Nenhum popstar do Brasil –talvez do mundo– superou dificuldades físicas tão brutais quanto Nelson Ned.

Num mercado pop em que a aparência muita vezes importa mais que o talento, Ned, com seu pouco mais de um metro de altura e o corpo fragilizado pela displasia espondiloepifisária, foi um dos maiores ídolos românticos do Brasil.”Eu sou um milagre”, costumava dizer o cantor.

Nenhum brasileiro cantou para tanta gente no exterior. Ned se apresentava em estádios –não teatros, estádios mesmo– na Colômbia, República Dominicana, Venezuela e no México. Foram duas vezes no Madison Square Garden e quatro no Carnegie Hall, em Nova York.
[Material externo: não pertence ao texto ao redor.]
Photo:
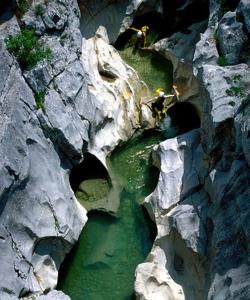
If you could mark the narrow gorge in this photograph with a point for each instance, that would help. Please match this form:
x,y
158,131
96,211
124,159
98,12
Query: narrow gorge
x,y
100,197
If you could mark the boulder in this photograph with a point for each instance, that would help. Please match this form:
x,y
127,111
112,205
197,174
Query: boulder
x,y
114,91
243,13
231,38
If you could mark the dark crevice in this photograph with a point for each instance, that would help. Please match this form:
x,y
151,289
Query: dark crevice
x,y
175,18
179,15
151,225
7,9
91,167
184,117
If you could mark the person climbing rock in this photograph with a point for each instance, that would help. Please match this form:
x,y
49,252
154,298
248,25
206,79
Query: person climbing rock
x,y
160,104
141,36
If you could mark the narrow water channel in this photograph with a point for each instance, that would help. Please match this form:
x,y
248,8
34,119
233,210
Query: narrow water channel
x,y
102,264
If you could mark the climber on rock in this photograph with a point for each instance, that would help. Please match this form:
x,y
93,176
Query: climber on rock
x,y
141,36
160,104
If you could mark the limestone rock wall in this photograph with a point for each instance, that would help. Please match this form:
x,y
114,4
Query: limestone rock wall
x,y
91,104
201,202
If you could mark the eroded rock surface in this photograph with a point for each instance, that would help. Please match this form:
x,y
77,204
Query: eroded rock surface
x,y
91,103
200,202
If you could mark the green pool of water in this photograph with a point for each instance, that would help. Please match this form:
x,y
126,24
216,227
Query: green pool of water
x,y
102,264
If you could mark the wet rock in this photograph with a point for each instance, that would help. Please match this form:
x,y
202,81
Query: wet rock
x,y
54,295
231,38
243,13
115,16
179,49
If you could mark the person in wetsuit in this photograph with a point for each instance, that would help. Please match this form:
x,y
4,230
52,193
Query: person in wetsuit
x,y
141,35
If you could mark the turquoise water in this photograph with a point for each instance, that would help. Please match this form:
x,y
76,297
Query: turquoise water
x,y
102,264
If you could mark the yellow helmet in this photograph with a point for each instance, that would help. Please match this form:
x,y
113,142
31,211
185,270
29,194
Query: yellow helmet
x,y
158,91
144,28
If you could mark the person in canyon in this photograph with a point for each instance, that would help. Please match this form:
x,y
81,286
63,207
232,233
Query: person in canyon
x,y
141,35
160,105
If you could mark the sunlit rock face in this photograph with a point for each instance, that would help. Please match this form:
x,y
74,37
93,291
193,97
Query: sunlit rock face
x,y
200,204
91,104
114,92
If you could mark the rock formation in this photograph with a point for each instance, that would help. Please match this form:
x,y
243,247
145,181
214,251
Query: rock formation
x,y
200,202
91,104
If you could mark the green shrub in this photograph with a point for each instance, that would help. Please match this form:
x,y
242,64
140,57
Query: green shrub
x,y
222,61
235,91
39,97
237,77
39,9
27,49
23,6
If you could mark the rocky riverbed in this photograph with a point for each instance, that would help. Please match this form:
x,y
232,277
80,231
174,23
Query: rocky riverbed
x,y
91,105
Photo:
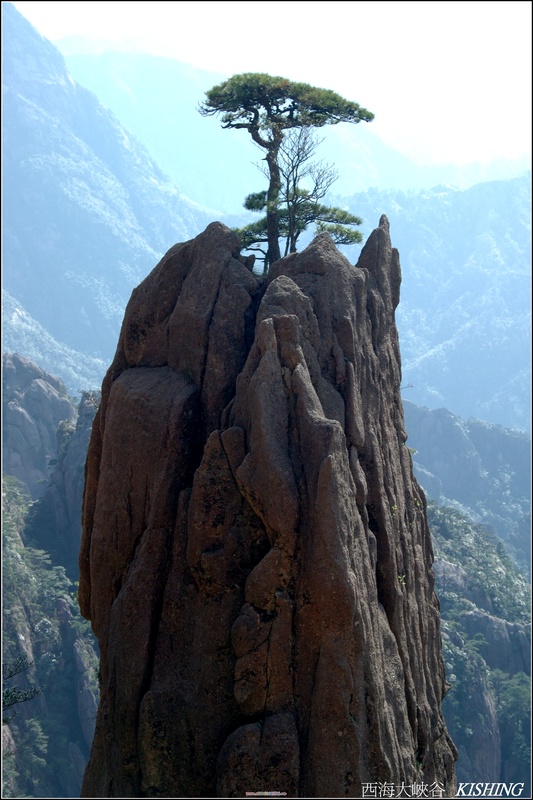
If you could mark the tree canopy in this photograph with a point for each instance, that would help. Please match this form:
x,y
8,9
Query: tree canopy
x,y
267,107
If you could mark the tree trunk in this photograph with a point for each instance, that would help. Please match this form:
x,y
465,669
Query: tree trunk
x,y
274,189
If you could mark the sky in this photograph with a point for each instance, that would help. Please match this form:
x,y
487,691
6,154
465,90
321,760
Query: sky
x,y
448,82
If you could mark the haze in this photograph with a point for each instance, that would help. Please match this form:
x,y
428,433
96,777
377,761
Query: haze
x,y
449,82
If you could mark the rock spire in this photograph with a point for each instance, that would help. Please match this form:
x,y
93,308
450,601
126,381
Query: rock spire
x,y
256,560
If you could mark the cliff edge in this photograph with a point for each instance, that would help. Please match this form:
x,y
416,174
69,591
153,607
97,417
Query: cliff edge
x,y
256,560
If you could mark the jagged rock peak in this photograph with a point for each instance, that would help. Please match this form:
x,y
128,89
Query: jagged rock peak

Quando o escritor colombiano Gabriel Garcia Márquez visitou o Brasil, em 1981, Chico Buarque perguntou: “Se sua literatura fosse música, que tipo de música seria?”. “Um bolero cantado por Nelson Ned”, afirmou o Nobel.

Nascido em Ubá (MG), em 1947, Ned teve seis irmãos normais. Desde pequeno, conviveu com o preconceito. Em tempos politicamente incorretos, até sua gravadora faturou em cima do “pequeno gigante”: um de seus primeiros discos chamava “Um Show de 90 Centímetros”. “Eu tinha mais de um metro, mas acharam que 90 centímetros chamaria mais atenção”, disse o cantor.

Ele se especializou em música romântica. Adorava cantores latinos de repertório melodramático, como Lucho Gatica e Miguel Aceves Mejía, além de crooners brasileiros como Francisco Alves, Mário Reis e Orlando Silva. Mas seu cantor predileto era mesmo Tony Bennett.

Ned nunca foi aceito pela elite da MPB. Ronaldo Bôscoli o chamava de “anãozinho ridículo”, o que o motivou a compor “Tamanho Não É Documento”: “Sou pequeno, mas meu coração é grande/bem maior do que o seu”.

Dizia que o preconceito do dia a dia o ajudava a encarar qualquer plateia: “Quem passou a vida toda sendo humilhado aprende a se defender. Quando canto eu me transformo, consigo ver o ar transformado em música. É uma sensação gloriosa”.